Forecasting Nitrate Contamination in Drinking Water Wells

Tuesday, April 21, 2009: 10:30 a.m.
Joshua Tree (Hilton Tucson El Conquistador Golf & Tennis Resort )
Kristine Uhlman, RG , Water Resources Research Center, University of Arizona, Tucson, AZ
Tauhidur Rahman, Ph.D. , Department of Agricultural and Resource Economics, University of Arizona, Tucson, AZ
Ari Posner , Water Resources Research Center, University of Arizona, Tucson, AZ
Pinar Gunes , Water Resources Research Center, University of Arizona, Tucson, AZ
Erin Westfall , Water Resources Research Center, University of Arizona, Tucson, AZ

 Nitrate is a common contaminant in ground water in Arizona, exceeding maximum contaminant levels (MCL) in many regions the state. Recently, the Arizona Department of Environmental Quality (ADEQ) bolstered the Aquifer Protection Permit (APP) rules with provisions intended to reduce or eliminate sources of nitrogen pollution to ground water. To support implementation of this important regulatory approach and other management strategies, the University of Arizona developed a multivariate logistic regression model to predict the probability of nitrate contamination in ground water. 

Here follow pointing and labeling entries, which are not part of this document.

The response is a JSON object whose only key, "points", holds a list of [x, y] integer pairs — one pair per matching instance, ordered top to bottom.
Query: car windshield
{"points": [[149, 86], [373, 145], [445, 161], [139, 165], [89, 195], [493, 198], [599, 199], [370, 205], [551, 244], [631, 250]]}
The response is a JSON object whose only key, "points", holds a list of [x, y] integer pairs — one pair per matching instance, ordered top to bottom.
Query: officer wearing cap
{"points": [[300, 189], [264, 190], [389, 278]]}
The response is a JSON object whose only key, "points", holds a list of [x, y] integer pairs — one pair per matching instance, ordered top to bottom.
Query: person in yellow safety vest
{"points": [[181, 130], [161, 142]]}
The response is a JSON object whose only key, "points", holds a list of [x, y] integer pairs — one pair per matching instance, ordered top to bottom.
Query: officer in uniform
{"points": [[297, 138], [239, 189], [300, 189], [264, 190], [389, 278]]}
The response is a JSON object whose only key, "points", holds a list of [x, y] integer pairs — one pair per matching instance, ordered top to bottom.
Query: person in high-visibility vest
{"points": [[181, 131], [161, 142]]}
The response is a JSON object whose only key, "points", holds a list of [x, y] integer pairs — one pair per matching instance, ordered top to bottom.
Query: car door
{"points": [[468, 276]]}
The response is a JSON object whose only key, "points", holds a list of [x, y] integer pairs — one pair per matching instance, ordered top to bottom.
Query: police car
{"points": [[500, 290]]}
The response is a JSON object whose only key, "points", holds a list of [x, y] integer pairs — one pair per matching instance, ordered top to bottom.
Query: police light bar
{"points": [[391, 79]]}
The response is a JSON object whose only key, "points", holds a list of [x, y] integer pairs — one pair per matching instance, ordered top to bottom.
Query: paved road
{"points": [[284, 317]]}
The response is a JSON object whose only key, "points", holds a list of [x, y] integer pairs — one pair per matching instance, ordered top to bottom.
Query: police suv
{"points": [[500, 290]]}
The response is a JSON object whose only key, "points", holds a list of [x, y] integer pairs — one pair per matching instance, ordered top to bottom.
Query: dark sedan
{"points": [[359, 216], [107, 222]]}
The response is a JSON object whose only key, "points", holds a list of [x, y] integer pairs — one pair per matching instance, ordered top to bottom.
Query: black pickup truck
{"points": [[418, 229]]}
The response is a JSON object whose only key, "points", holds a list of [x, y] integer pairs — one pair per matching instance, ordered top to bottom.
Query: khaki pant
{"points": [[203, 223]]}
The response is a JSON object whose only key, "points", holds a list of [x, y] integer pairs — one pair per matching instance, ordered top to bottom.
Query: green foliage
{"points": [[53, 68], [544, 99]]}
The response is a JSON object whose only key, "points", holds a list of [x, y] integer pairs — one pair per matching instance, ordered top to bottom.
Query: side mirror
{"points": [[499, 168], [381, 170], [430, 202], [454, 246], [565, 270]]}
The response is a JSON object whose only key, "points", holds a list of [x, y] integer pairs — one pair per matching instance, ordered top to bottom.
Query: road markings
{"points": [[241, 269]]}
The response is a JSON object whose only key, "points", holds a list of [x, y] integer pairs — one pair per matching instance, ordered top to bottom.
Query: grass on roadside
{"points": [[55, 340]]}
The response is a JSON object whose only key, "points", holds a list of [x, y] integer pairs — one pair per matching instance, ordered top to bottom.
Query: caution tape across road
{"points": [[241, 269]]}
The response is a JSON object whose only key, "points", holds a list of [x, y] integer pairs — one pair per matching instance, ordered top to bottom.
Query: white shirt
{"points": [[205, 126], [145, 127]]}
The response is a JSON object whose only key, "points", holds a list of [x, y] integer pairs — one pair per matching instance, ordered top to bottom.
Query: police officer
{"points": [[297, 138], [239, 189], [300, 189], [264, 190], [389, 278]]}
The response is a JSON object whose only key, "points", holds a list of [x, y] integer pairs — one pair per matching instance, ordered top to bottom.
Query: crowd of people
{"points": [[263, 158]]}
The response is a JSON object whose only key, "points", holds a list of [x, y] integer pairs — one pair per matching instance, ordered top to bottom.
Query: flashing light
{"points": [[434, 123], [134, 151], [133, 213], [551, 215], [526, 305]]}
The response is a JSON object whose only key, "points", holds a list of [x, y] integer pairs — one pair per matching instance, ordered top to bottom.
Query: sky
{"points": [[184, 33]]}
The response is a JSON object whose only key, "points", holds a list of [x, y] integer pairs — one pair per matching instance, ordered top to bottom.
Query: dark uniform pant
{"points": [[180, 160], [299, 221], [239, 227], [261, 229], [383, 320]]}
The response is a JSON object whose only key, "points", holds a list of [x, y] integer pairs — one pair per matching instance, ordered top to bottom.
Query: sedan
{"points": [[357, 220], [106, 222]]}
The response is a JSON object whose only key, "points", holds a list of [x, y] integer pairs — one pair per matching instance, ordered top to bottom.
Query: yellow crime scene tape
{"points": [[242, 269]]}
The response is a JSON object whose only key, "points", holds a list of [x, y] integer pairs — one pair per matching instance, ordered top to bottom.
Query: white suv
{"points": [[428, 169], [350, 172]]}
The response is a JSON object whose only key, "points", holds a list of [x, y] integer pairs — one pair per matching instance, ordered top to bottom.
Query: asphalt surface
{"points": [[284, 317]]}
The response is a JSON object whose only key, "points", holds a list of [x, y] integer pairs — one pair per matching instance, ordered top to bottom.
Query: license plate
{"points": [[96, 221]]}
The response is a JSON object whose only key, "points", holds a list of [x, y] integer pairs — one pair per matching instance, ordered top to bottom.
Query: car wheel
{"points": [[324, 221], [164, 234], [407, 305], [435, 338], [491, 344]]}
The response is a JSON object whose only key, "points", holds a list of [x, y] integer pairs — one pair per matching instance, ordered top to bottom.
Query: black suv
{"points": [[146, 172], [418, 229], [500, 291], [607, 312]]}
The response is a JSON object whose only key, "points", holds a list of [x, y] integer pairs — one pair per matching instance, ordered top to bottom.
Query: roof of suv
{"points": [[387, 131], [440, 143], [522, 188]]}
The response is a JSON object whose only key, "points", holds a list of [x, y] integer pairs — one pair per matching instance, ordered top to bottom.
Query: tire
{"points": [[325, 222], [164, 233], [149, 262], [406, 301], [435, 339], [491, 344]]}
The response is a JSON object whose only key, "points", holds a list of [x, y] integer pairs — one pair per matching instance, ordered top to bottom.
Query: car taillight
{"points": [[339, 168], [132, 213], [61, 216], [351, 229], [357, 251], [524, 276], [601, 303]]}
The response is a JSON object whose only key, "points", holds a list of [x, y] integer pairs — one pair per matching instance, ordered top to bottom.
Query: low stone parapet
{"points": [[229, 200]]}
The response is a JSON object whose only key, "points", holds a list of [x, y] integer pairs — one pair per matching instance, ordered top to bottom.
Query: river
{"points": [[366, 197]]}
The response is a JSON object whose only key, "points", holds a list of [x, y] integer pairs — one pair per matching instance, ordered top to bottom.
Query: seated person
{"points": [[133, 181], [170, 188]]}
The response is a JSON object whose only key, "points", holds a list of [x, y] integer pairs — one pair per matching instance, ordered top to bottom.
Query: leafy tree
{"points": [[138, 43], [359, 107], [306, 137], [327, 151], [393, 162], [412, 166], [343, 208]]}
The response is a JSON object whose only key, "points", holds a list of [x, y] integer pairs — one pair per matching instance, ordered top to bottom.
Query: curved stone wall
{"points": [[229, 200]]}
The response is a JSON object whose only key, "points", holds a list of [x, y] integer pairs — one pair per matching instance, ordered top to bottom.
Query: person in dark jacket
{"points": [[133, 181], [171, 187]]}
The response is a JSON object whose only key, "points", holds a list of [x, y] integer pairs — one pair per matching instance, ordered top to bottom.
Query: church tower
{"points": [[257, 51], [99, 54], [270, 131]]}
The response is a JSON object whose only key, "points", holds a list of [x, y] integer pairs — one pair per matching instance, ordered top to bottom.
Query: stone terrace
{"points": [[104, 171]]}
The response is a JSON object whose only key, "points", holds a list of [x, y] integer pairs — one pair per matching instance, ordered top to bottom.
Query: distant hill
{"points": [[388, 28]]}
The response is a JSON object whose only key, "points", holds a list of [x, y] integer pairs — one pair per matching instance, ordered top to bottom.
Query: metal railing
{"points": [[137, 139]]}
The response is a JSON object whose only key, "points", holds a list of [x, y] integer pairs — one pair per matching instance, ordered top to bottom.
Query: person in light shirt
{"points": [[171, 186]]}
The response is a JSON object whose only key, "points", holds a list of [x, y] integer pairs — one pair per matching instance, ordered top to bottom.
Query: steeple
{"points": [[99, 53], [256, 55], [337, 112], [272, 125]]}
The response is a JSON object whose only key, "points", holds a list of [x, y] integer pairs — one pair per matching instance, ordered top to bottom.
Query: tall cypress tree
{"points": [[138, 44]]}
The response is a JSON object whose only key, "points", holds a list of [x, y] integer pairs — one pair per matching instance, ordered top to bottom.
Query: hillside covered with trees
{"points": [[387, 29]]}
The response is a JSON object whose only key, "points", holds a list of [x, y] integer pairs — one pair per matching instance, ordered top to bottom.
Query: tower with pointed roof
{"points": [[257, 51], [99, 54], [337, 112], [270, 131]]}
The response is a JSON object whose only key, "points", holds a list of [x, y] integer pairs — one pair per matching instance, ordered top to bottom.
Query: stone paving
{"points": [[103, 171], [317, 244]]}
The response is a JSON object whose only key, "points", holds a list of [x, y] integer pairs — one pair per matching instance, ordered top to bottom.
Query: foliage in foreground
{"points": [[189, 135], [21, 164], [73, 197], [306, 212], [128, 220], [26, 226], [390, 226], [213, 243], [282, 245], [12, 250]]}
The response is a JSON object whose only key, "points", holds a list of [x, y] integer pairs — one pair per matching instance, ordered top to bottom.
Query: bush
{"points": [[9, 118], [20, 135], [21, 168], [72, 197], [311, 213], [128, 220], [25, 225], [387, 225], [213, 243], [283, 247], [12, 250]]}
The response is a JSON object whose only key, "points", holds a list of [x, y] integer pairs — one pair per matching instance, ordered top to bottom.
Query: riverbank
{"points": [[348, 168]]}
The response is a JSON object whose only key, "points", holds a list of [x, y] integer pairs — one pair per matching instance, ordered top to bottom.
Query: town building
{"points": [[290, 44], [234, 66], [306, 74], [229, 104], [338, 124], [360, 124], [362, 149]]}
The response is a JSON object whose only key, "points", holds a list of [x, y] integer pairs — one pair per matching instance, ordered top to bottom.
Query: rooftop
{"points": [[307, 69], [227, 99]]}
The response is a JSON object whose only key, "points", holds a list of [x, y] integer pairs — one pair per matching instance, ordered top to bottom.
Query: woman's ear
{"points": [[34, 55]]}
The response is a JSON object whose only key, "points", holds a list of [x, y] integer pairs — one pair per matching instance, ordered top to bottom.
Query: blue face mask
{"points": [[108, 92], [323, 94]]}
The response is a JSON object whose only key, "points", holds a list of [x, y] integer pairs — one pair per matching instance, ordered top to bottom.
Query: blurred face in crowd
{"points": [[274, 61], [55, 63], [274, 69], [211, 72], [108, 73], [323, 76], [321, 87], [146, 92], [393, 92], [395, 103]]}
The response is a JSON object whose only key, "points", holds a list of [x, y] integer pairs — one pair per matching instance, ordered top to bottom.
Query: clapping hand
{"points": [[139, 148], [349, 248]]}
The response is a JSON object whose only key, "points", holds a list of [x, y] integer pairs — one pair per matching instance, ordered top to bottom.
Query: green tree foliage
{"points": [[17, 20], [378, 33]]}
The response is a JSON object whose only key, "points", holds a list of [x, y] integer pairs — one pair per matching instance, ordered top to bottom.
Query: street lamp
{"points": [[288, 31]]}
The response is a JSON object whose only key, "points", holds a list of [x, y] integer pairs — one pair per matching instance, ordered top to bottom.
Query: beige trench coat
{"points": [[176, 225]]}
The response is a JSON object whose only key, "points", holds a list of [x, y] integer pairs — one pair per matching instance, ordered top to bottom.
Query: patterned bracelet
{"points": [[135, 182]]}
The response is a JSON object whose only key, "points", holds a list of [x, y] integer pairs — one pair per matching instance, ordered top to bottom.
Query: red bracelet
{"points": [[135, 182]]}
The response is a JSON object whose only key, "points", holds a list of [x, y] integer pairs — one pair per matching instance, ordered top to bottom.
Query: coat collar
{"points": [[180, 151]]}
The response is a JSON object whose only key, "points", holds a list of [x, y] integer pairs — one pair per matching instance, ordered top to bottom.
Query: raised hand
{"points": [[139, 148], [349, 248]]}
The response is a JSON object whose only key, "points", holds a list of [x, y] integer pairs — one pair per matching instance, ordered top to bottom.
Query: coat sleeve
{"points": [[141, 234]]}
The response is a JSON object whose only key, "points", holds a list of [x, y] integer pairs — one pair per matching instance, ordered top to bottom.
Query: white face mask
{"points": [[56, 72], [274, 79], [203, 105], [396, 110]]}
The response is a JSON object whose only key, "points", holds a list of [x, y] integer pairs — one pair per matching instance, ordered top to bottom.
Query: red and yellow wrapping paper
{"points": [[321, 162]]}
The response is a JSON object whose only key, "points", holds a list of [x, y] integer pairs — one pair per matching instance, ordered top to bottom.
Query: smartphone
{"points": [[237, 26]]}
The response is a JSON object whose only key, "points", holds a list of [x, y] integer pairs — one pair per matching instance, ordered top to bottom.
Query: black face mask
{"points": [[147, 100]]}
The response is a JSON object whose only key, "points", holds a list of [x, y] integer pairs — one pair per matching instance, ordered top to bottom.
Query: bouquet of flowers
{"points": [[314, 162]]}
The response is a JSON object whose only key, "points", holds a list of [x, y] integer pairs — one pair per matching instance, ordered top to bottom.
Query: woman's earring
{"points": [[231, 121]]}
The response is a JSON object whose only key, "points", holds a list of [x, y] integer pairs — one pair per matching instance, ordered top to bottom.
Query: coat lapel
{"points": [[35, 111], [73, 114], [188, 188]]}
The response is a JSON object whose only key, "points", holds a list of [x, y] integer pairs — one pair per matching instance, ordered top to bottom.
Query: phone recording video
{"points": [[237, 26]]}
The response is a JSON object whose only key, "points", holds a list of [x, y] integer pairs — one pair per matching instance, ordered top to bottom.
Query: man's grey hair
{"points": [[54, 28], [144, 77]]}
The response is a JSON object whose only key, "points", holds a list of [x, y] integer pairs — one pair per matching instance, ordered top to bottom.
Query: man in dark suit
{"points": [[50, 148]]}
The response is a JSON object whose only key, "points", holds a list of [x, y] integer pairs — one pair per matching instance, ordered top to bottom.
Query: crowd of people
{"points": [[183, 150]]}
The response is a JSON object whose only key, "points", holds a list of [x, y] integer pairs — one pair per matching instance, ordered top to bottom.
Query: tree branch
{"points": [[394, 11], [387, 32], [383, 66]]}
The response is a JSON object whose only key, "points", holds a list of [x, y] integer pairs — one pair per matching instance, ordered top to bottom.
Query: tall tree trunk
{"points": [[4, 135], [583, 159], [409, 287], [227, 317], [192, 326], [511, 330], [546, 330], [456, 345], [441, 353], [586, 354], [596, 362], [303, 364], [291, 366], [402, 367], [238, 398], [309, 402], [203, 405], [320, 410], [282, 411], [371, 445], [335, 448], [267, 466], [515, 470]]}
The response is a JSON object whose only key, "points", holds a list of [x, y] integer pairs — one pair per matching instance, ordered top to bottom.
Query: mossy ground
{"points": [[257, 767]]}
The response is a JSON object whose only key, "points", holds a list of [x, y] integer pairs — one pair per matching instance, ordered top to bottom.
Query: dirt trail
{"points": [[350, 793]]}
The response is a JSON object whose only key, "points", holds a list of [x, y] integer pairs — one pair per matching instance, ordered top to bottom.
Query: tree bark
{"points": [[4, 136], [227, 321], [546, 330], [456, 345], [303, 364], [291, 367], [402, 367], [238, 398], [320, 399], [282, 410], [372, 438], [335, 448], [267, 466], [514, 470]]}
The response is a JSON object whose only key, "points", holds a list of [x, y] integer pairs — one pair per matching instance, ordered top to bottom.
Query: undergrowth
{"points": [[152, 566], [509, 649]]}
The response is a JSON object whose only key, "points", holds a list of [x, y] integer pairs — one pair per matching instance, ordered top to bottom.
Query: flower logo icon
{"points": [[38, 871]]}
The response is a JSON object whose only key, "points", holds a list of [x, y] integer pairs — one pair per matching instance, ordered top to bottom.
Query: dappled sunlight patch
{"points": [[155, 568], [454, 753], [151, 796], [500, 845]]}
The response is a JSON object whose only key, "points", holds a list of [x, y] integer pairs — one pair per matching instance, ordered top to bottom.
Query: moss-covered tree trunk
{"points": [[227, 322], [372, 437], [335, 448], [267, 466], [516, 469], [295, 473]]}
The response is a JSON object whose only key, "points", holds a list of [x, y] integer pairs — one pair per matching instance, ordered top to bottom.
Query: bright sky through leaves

 Drinking water and other ground water quality data was joined directly with well location data, with a final data set of 6,802 wells across the state with unique locations, IDs, and associated nitrate data.  Working within a GIS platform, well location data was used to map and attribute a table of hydrogeologic and anthropogenic characteristics from existing data sources for each location. Multivariate logistic regression was used to relate the probability of nitrate concentrations exceeding pre-specified threshold values of nitrate-N, with potential explanatory variables representing the well attributes.  The statistical analysis identified statistically significant predictors of nitrate exceeding pre-defined threshold values.

 Using predicted probabilities we generated three maps of the state, showing aquifer vulnerability to nitrate contamination at 3, 5, and 10 mg/L nitrate-N.  The GIS and logistic regression analysis described in this study quantifies the magnitude, extent, distribution, and uncertainty of current and anticipated nitrate risks. We have predicted the vulnerability of ground water to nitrate contamination in the areas of state where nitrate information is not available. This work is assisting ADEQ and local water managers protect water supplies by targeting land-use planning solutions and implementing monitoring programs where ground water may be vulnerable.